The McMaster

By Michael Ledeen

PJ Media

August 6, 2017

H.R. McMaster, currently under attack from conservative critics, is best known for writing a book about the Vietnam War in which he put the blame primarily on the Johnson administration officials, but also excoriated military leaders for failing to challenge policies they knew, or should have known, were misguided. So no one should be surprised that the national security adviser is not inclined to salute and carry out instructions from the Oval Office, but challenges President Trump on matters ranging from personnel decisions to Iran policy.

The two categories are closely linked, since personnel IS policy, and the ongoing purge of NSC officials clearly contains a political dimension, which has been extensively documented. McMaster has recently fired several senior NSC officials—Rich Higgins, Ezra Cohen and Derek Harvey—who reportedly favored a tougher line on Iran than McMaster does. Their replacements come from the CIA, which traditionally has taken a pessimistic view of chances for changing the nature of the Tehran regime.

The political conflict extends well beyond the narrow issue of Iran policy. McMaster has instructed his staff to avoid using the phrase “radical Islamic terrorism,” and tried to remove it from the president’s recent speech in Warsaw, Poland (Trump put it back in). According to a recent rumor, the NSC declined to schedule a talk on radical Islamic terrorism by Ayaan Hirsi Ali, one of the country’s most respected authorities, reportedly because one of McMaster’s appointees, Mustafa Javed Ali, accused her of “Islamophobia.” McMaster’s predecessor, General Mike Flynn, advocated waging ideological war against “radical Islamists,” supporting moderate Muslims, and putting the United States firmly behind Muslim governments, such as Indonesia and Egypt, that fought the jihadis. McMaster does not agree.

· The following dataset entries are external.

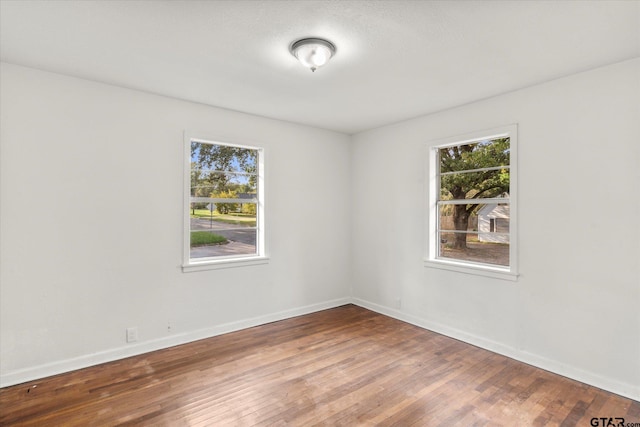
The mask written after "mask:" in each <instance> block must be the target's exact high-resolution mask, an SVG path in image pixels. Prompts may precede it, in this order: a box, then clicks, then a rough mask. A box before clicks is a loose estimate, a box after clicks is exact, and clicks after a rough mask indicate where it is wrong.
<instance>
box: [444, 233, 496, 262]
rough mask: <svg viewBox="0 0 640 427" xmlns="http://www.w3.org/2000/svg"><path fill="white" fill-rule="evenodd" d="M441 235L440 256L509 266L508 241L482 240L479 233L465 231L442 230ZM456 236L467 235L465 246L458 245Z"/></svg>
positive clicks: (476, 261) (463, 236)
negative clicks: (468, 232)
mask: <svg viewBox="0 0 640 427" xmlns="http://www.w3.org/2000/svg"><path fill="white" fill-rule="evenodd" d="M439 236H440V250H439V254H438V256H439V257H440V258H448V259H453V260H459V261H471V262H479V263H484V264H494V265H502V266H509V244H508V243H506V244H505V243H490V242H481V241H479V240H478V238H477V236H478V234H477V233H473V234H468V235H465V234H464V233H447V232H441V233H439ZM456 236H463V237H466V245H465V247H463V248H457V247H456Z"/></svg>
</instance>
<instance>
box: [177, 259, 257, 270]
mask: <svg viewBox="0 0 640 427" xmlns="http://www.w3.org/2000/svg"><path fill="white" fill-rule="evenodd" d="M268 263H269V258H268V257H265V256H252V257H247V258H226V259H213V260H212V259H207V260H202V261H195V262H191V263H190V264H183V265H182V272H183V273H191V272H194V271H206V270H219V269H222V268H237V267H249V266H252V265H262V264H268Z"/></svg>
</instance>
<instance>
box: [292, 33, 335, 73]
mask: <svg viewBox="0 0 640 427" xmlns="http://www.w3.org/2000/svg"><path fill="white" fill-rule="evenodd" d="M289 51H290V52H291V54H292V55H293V56H295V57H296V58H298V61H300V63H302V65H304V66H305V67H307V68H309V69H310V70H311V71H315V70H317V69H318V68H320V67H322V66H323V65H324V64H326V63H327V62H329V59H331V57H332V56H333V55H335V53H336V47H335V46H334V45H333V43H331V42H330V41H329V40H325V39H318V38H308V39H301V40H298V41H296V42H293V43H292V44H291V46H290V47H289Z"/></svg>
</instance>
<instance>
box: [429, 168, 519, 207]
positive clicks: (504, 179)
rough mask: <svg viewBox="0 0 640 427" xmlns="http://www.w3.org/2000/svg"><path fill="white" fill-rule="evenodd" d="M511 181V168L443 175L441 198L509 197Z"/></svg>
mask: <svg viewBox="0 0 640 427" xmlns="http://www.w3.org/2000/svg"><path fill="white" fill-rule="evenodd" d="M509 181H510V175H509V168H504V169H492V170H483V171H478V172H461V173H452V174H447V175H442V176H441V177H440V199H439V200H462V199H474V198H475V199H478V198H483V199H489V198H495V197H507V196H508V194H509Z"/></svg>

This ideological component goes hand in hand with McMaster’s refusal to fire holdovers from the Obama NSC, and with his widely reported remarks to staff, arguing that there really are no holdovers, that everyone at the NSC is a professional civil servant, and that everyone is trying to do the best possible job. It’s a happy thought, but not widely shared in Washington. Those calling for his removal ask why Obama appointees are protected, while Trump loyalists are shown the gate.

Finally, as his critics have pointed out, McMaster not only challenges the president’s policy views, he has been known to disregard explicit instructions on personnel (Trump wanted Ezra Cohen to remain at his post as NSC intelligence chief, for example), and despite explicit presidential unhappiness with McMaster’s advocacy of sending large numbers of American troops to Afghanistan and Iraq, he continues to call for it, while he fights Trump’s wishes to declare Iran in violation of the nuclear deal, thereby ending the agreement.

It’s ironic that McMaster is now being attacked for doing what he has most famously and popularly advocated: challenging political policy makers, even his commander in chief, when he thinks they are on the wrong course. On the other hand, the National Security Council isn’t supposed to craft policy; its role is to manage policy implementation across the government. To be sure, people like McMaster have strong convictions and will invariably and properly express them. The question is whether he has crossed the line between good management and policy making.

Moreover, the recent personnel changes, seemingly reflecting an ideological conviction, raise the possibility that McMaster has violated his own call for dissenters to speak out. Those who were not in lockstep with McMaster’s own views are now looking for new jobs. Instead, the national security adviser who excoriated his predecessors for excessive compliance with their leaders’ policies now stands accused of firing those who were not compliant with his own preferences. This is not only in conflict with his own wise words about the Vietnam generation, but a bad way to shape policy. Good presidents and cabinet secretaries are best served by national security advisers who present them with a full range of views. Then the president decides, and the NSC is supposed to make sure that presidential decisions are indeed carried out. The NSC can’t fulfill its mission if dissenting views aren’t heard. Of late, dissenters have been fired, and the boss insists that the survivors toe his line.